Emoção - A estratégia da Sespa, além de fechar o cerco nessas áreas e estender o trabalho a leste, oeste, norte e sul, com ações de vigilância nas regiões passíveis de propagação da endemia, é mapear a rota do vírus no Pará. “A única forma de prevenção é a vacina, levada por nossas equipes para as pessoas que estão no caminho previsível da doença”, diz o biólogo Alberto Soares, do 9º Centro Regional de Saúde, da Sespa, com sede em Santarém. Ele é um dos soldados na linha da frente da guerra contra a endemia, executando ações tão díspares entre si quanto importantes, do fumacê à educação em saúde.
Esse trabalho desgasta, mas também emociona. A secretária-adjunta de Saúde, Heloísa Guimarães, envolvida com o problema desde o primeiro momento, fala sobre vitórias e derrotas na guerra contra a endemia, uma das doze doenças sazonais que, ano após ano, ganham relevo no Pará. Isso ocorre porque o Estado tem condições climáticas propícias ao ciclo das infecções e dimensões continentais refratárias ao controle.
Um dos casos que mais comoveram as equipes alocadas em Alenquer foi o do menino de 10 anos que não resistiu à doença. “Conseguimos contatar a família. Vacinamos a mãe e os irmãos. Agendamos a imunização dele, que acompanhava o pai, trabalhando mata adentro, mas, infelizmente, o garoto foi infectado nessa incursão, dois dias antes de ser imunizado. Não conseguimos salvá-lo”, lamenta.
Assim como o menino, na zona rural de Alenquer, há centenas de pessoas alojadas em pequenas clareiras dentro de uma enorme plantação com dois milhões de pés de açaí. Em hiatos abertos na mata pelos trabalhadores da plantação, a rotina é vivida no desconforto vulnerável de choupanas, cobertas de palha, entrelaçadas em pau-a-pique ou fincadas em madeira velha, repletas de frestas convidativas para os vetores e depositários do vírus da febre amarela: as fêmeas do mosquito Aedes aegypti.

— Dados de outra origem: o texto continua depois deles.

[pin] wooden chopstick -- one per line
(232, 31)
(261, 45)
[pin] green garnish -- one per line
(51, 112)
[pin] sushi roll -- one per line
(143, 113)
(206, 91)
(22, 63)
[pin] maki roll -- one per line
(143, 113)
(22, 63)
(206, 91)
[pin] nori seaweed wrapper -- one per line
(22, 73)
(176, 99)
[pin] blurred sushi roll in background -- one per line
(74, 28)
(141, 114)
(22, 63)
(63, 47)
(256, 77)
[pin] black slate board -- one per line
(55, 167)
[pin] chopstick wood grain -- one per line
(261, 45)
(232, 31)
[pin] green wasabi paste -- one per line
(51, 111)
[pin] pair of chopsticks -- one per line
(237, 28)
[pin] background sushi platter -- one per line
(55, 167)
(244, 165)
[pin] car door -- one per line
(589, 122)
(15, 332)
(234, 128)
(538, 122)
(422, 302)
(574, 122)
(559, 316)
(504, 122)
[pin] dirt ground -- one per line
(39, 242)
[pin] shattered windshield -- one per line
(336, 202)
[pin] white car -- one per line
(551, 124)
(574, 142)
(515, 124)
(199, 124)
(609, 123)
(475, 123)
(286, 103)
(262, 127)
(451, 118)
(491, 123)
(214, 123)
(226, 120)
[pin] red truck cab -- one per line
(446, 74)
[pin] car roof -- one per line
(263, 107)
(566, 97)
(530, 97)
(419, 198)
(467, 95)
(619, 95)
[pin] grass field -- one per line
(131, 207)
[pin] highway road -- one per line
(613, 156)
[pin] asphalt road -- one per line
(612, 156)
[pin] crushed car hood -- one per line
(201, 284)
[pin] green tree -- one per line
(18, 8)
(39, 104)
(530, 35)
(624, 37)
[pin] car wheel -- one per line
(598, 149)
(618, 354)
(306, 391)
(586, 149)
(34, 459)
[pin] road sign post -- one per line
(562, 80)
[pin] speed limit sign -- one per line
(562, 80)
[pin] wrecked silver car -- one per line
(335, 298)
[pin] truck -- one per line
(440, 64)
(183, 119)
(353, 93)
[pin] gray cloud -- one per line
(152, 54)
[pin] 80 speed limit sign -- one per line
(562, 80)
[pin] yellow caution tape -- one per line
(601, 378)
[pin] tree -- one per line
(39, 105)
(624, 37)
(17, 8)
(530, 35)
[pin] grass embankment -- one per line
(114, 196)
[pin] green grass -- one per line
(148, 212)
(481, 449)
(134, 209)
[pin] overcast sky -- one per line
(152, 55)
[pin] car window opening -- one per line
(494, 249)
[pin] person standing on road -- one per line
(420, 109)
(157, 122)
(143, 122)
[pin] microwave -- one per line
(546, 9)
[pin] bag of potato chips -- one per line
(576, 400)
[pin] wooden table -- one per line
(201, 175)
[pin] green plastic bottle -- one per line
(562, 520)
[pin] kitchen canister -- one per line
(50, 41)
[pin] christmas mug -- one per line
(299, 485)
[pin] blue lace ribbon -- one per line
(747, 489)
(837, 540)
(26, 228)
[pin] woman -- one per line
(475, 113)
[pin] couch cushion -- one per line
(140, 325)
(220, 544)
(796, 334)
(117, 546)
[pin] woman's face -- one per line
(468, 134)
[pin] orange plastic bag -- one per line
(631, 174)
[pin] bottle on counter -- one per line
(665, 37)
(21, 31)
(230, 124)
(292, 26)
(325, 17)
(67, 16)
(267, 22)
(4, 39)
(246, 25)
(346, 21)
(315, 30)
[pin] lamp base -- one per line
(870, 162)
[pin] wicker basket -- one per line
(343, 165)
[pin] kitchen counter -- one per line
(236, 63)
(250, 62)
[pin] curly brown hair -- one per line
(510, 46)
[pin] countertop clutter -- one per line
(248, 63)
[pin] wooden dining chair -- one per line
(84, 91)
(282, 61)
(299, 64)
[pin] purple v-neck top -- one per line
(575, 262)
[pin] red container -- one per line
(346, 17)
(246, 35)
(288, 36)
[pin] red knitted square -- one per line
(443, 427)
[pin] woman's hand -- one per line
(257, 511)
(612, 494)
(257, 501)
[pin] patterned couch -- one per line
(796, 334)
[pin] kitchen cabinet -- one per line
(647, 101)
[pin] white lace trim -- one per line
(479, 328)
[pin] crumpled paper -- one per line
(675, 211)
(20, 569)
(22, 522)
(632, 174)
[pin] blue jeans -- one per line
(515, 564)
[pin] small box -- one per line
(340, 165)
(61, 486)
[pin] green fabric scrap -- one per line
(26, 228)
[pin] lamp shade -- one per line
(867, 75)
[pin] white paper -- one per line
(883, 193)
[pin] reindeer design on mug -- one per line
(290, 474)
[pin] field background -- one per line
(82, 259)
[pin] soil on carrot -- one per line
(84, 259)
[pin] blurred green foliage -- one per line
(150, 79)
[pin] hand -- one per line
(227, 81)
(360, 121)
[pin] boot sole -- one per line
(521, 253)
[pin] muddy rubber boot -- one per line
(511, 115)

Rapel – Para acessar as áreas de difícil acesso, as equipes usam todos os meios de transporte possíveis: bicicletas e motos, caminhonetes e “voadeiras”. A aeronave do Grupamento Aéreo de Segurança Pública (Graesp) leva as vacinas aos locais mais precários. Muitas vezes, é preciso descer de rapel do helicóptero posicionado sobre as comunidades mais recônditas, para garantir a vacinação de todos.
“Guerra é guerra”, resume o major PM Mauro Maués, um dos pilotos do Estado que transportam as milhares de doses de vacina levadas aos rincões da floresta para garantir a vacinação de cada habitante daquela região. “Não vamos descansar enquanto o surto não estiver plenamente contido”.
Responsável pelo carregamento de vacinas, o diretor de Endemias da Sespa, Bernardo Cardoso, foi buscar as doses de reforço em Brasília e, nem bem pôs os pés no aeroporto de Belém, já embarcou no avião do Graesp rumo a Alenquer. Durante as quase três horas de vôo, ele não escondia a ansiedade. “Cada segundo é determinante para a contenção dessa doença. Temos uma missão e vamos cumpri-la”, garantiu.